Authors: Craig, Timothy J.; Henao, Maria Paula;

Advances in managing COPD related to α1‐antitrypsin deficiency: An under‐recognized genetic disorder

Abstract

Abstractα1‐Antitrypsin deficiency (AATD) predisposes individuals to chronic obstructive pulmonary disease (COPD) and liver disease. Despite being commonly described as rare, AATD is under‐recognized, with less than 10% of cases identified. The following is a comprehensive review of AATD, primarily for physicians who treat COPD or asthma, covering the genetics, epidemiology, clinical presentation, screening and diagnosis, and treatments of AATD. For patients presenting with liver and/or lung disease, screening and diagnostic tests are the only methods to determine whether the disease is related to AATD. Screening guidelines have been established by organizations such as the World Health Organization, European Respiratory Society, and American Thoracic Society. High‐risk groups, including individuals with COPD, nonresponsive asthma, bronchiectasis of unknown etiology, or unexplained liver disease, should be tested for AATD. Current treatment options include augmentation therapy with purified AAT for patients with deficient AAT levels and significant lung disease.
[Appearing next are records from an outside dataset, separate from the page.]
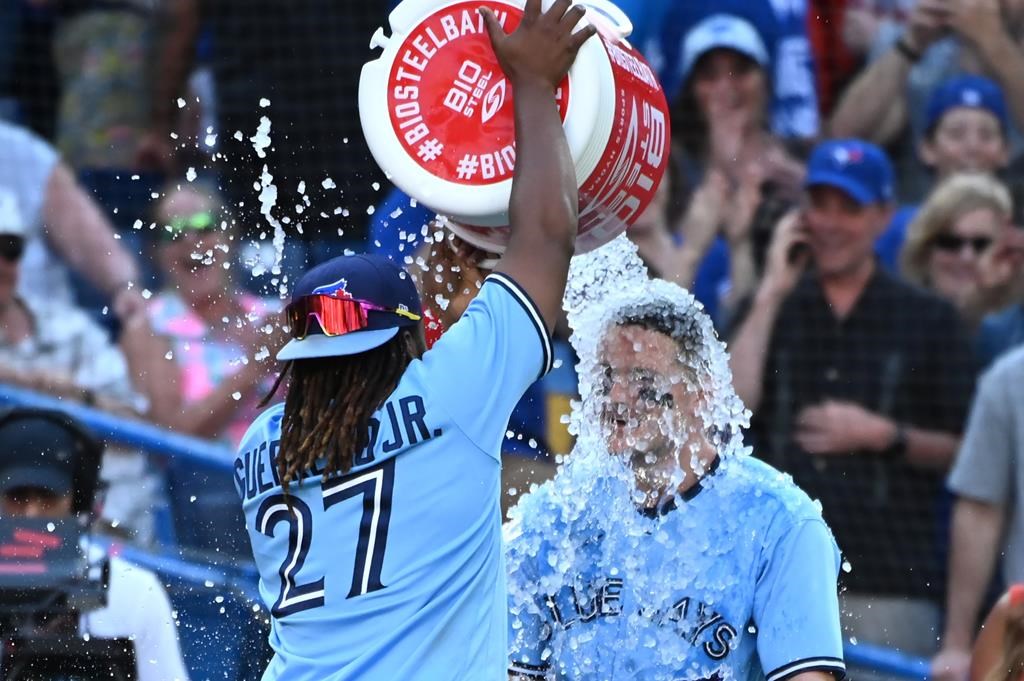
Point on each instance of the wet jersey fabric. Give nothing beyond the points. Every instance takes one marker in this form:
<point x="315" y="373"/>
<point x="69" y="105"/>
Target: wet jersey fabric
<point x="734" y="580"/>
<point x="394" y="569"/>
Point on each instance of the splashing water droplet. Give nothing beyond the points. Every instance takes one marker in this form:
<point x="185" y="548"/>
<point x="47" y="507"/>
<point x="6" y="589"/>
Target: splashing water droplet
<point x="261" y="140"/>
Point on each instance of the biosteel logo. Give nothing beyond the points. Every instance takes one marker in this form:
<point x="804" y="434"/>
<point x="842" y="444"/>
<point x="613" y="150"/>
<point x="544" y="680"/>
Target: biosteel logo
<point x="450" y="102"/>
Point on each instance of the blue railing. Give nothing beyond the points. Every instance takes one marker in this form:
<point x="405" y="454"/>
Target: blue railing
<point x="164" y="442"/>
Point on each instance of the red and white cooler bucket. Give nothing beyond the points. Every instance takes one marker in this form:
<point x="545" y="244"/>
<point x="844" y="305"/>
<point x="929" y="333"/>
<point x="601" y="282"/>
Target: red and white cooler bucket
<point x="437" y="114"/>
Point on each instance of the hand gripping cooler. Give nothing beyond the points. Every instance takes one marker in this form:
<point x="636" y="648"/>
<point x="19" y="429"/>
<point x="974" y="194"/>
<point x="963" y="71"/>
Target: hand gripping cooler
<point x="437" y="115"/>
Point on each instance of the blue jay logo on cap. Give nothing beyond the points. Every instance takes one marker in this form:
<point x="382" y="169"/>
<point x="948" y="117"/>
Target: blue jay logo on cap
<point x="971" y="97"/>
<point x="847" y="155"/>
<point x="334" y="289"/>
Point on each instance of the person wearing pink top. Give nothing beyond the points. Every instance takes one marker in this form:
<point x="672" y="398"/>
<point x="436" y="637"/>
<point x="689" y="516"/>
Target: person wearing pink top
<point x="214" y="332"/>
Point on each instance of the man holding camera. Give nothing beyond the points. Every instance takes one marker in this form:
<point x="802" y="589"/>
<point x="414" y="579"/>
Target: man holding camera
<point x="859" y="385"/>
<point x="49" y="467"/>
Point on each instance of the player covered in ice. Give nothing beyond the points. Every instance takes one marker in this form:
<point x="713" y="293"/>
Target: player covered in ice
<point x="372" y="495"/>
<point x="662" y="550"/>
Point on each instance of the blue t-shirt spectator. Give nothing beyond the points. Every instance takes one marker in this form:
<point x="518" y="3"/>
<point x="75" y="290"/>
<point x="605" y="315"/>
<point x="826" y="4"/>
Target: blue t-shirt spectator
<point x="782" y="27"/>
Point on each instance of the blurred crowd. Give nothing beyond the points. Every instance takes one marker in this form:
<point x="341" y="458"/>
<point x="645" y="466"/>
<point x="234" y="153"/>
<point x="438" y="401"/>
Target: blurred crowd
<point x="844" y="199"/>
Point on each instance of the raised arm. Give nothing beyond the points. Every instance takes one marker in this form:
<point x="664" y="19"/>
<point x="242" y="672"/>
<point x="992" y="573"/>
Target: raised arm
<point x="544" y="203"/>
<point x="873" y="107"/>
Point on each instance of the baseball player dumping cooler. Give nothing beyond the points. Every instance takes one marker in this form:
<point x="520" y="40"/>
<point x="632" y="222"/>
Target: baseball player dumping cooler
<point x="372" y="496"/>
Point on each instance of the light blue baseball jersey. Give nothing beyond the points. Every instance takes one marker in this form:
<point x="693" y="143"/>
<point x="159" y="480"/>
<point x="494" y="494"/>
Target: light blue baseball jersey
<point x="395" y="569"/>
<point x="735" y="581"/>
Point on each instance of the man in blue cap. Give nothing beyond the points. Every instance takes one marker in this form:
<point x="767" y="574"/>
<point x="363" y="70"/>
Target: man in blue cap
<point x="372" y="495"/>
<point x="967" y="129"/>
<point x="859" y="385"/>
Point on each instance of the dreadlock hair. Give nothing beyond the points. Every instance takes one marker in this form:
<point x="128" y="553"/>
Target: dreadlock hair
<point x="330" y="401"/>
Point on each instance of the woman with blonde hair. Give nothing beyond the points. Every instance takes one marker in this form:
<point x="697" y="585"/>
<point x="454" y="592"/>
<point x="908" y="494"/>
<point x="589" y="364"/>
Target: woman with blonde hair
<point x="956" y="245"/>
<point x="998" y="652"/>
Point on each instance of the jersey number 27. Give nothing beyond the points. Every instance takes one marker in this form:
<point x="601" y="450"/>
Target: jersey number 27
<point x="374" y="485"/>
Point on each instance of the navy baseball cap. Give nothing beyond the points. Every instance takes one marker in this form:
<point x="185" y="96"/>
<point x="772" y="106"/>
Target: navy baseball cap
<point x="858" y="168"/>
<point x="970" y="91"/>
<point x="38" y="454"/>
<point x="370" y="279"/>
<point x="722" y="32"/>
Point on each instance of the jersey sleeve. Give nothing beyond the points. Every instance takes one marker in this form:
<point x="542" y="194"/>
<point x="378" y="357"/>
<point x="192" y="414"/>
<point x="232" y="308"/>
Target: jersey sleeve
<point x="796" y="604"/>
<point x="481" y="367"/>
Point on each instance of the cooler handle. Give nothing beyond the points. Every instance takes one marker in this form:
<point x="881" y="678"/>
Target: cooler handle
<point x="615" y="17"/>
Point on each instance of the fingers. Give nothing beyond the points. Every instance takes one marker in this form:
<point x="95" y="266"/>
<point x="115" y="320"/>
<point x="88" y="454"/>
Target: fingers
<point x="557" y="10"/>
<point x="495" y="30"/>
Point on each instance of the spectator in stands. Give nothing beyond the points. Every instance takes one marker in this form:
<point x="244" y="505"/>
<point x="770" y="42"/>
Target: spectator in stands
<point x="956" y="246"/>
<point x="725" y="149"/>
<point x="99" y="52"/>
<point x="868" y="26"/>
<point x="302" y="57"/>
<point x="685" y="247"/>
<point x="214" y="332"/>
<point x="967" y="131"/>
<point x="943" y="38"/>
<point x="858" y="384"/>
<point x="48" y="470"/>
<point x="58" y="215"/>
<point x="998" y="653"/>
<point x="791" y="105"/>
<point x="1004" y="331"/>
<point x="49" y="346"/>
<point x="988" y="516"/>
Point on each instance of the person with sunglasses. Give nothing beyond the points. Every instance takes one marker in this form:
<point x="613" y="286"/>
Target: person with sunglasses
<point x="960" y="246"/>
<point x="859" y="384"/>
<point x="372" y="496"/>
<point x="206" y="322"/>
<point x="50" y="346"/>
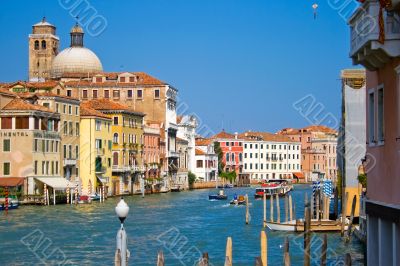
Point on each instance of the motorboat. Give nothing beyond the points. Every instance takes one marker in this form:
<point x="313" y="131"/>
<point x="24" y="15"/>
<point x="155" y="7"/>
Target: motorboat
<point x="13" y="203"/>
<point x="272" y="188"/>
<point x="241" y="200"/>
<point x="220" y="196"/>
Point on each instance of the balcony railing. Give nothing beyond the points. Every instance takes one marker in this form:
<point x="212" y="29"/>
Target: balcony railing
<point x="69" y="162"/>
<point x="365" y="46"/>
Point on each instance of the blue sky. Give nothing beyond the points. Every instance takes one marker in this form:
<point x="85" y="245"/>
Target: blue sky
<point x="238" y="64"/>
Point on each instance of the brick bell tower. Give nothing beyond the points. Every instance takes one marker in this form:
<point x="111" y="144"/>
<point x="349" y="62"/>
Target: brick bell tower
<point x="43" y="47"/>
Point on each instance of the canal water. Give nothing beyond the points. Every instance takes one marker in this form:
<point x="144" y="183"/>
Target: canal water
<point x="181" y="224"/>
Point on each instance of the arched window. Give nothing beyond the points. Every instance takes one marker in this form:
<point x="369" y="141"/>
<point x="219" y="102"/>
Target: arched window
<point x="115" y="158"/>
<point x="115" y="138"/>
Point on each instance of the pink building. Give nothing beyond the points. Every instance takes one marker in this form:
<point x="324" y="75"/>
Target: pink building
<point x="377" y="49"/>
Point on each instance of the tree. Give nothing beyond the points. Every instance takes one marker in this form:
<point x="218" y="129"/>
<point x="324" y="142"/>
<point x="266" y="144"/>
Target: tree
<point x="362" y="178"/>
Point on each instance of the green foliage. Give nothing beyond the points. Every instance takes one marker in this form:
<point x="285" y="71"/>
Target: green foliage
<point x="192" y="177"/>
<point x="339" y="183"/>
<point x="362" y="178"/>
<point x="230" y="176"/>
<point x="218" y="151"/>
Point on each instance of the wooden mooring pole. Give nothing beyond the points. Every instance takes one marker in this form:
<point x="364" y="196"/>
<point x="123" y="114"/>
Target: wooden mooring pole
<point x="265" y="210"/>
<point x="307" y="236"/>
<point x="271" y="208"/>
<point x="344" y="211"/>
<point x="324" y="249"/>
<point x="278" y="209"/>
<point x="228" y="253"/>
<point x="349" y="228"/>
<point x="247" y="210"/>
<point x="286" y="254"/>
<point x="290" y="208"/>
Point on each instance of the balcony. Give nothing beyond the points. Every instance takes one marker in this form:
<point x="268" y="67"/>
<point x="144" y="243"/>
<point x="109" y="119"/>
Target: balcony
<point x="69" y="162"/>
<point x="121" y="169"/>
<point x="173" y="154"/>
<point x="100" y="169"/>
<point x="365" y="48"/>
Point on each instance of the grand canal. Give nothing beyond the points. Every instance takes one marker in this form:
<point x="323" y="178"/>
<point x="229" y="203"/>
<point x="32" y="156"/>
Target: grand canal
<point x="85" y="234"/>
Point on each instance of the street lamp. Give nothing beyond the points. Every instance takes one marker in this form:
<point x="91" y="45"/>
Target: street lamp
<point x="122" y="253"/>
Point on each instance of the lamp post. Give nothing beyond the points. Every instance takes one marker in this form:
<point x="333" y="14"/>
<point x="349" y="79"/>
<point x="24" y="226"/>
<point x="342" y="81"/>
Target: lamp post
<point x="122" y="253"/>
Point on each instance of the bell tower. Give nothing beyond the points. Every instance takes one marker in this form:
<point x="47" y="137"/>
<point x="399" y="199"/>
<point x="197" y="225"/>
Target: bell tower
<point x="43" y="47"/>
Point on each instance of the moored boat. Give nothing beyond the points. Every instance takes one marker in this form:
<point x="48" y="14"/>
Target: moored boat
<point x="220" y="196"/>
<point x="241" y="200"/>
<point x="272" y="188"/>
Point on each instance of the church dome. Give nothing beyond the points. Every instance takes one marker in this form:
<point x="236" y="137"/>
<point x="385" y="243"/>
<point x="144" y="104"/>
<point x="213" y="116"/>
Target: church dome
<point x="76" y="59"/>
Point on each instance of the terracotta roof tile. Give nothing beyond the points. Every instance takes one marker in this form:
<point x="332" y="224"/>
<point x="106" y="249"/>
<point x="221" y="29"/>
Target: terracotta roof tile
<point x="223" y="135"/>
<point x="86" y="111"/>
<point x="20" y="104"/>
<point x="200" y="152"/>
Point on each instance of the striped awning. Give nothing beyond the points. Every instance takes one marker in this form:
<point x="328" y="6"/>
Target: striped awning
<point x="58" y="182"/>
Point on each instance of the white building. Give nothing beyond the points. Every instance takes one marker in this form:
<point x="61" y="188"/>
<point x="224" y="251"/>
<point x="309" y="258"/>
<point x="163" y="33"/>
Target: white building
<point x="270" y="156"/>
<point x="206" y="161"/>
<point x="187" y="130"/>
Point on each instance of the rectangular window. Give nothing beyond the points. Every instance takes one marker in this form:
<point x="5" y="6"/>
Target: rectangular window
<point x="98" y="125"/>
<point x="71" y="129"/>
<point x="380" y="116"/>
<point x="371" y="118"/>
<point x="6" y="145"/>
<point x="35" y="167"/>
<point x="6" y="123"/>
<point x="139" y="94"/>
<point x="6" y="168"/>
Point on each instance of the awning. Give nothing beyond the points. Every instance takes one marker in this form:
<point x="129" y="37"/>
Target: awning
<point x="59" y="183"/>
<point x="102" y="179"/>
<point x="299" y="175"/>
<point x="11" y="181"/>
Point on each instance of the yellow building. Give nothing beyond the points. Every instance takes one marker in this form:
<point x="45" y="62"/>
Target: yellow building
<point x="127" y="145"/>
<point x="95" y="154"/>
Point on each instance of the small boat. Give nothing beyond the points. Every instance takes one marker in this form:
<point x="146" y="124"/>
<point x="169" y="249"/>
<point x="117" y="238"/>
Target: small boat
<point x="83" y="199"/>
<point x="176" y="188"/>
<point x="273" y="188"/>
<point x="220" y="196"/>
<point x="241" y="200"/>
<point x="298" y="226"/>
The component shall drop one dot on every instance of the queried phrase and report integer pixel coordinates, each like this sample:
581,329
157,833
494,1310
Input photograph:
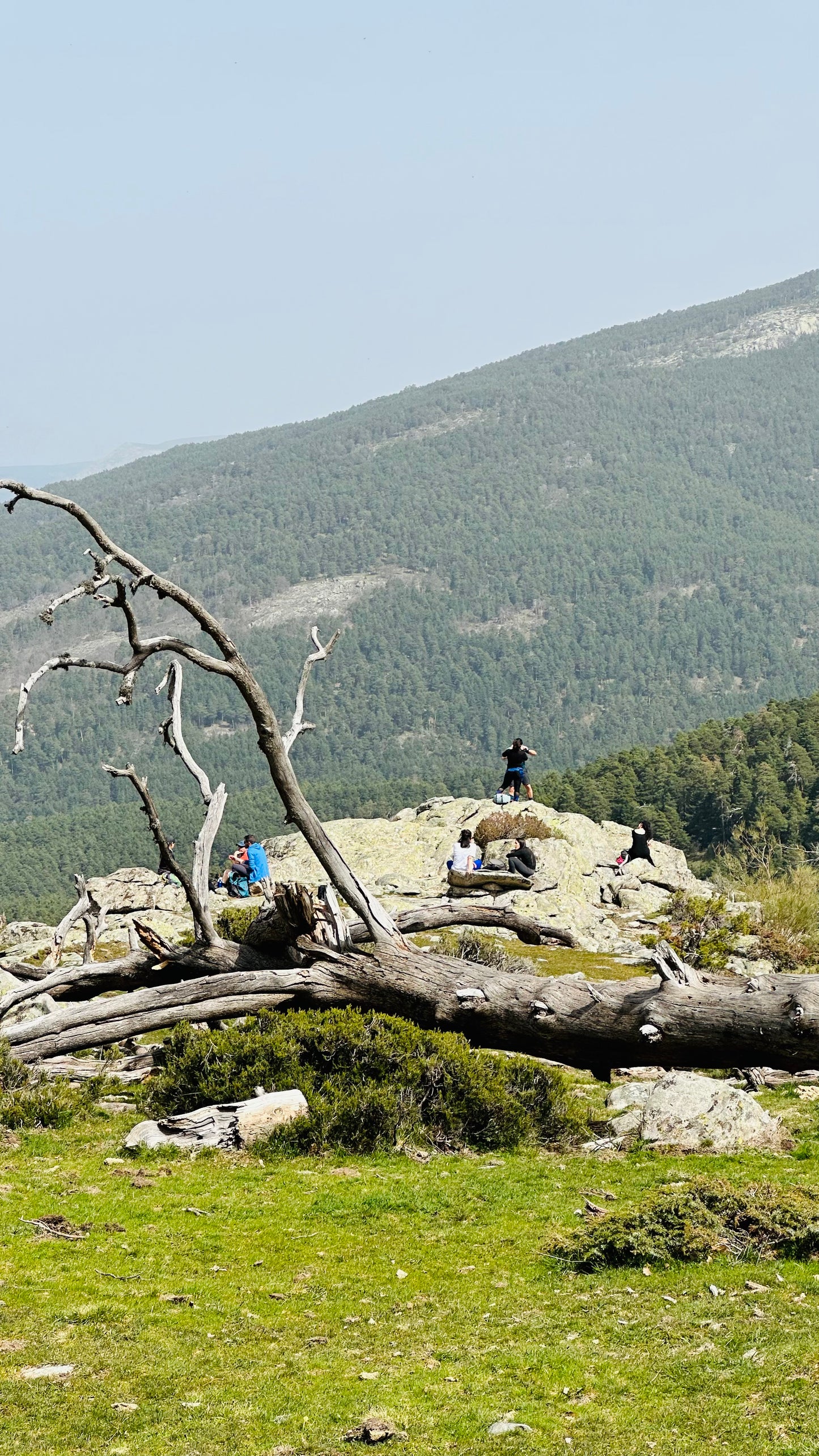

Recent trial data suggest that lung tissue is preserved by augmentation therapy, and different dosing schedules are currently being investigated. Effective management of AATD and related diseases also includes aggressive avoidance of smoking and biomass burning, vaccinations, antibiotics, exercise, good diet, COPD medications, and serial assessment.

Keywords

Diagnostic Imaging, Genotype, Research, Disease Management, Combined Modality Therapy, Pulmonary Disease, Chronic Obstructive, Phenotype, Treatment Outcome, alpha 1-Antitrypsin, alpha 1-Antitrypsin Deficiency, Humans, Genetic Predisposition to Disease, Review Articles, Genetic Association Studies

  • BIP!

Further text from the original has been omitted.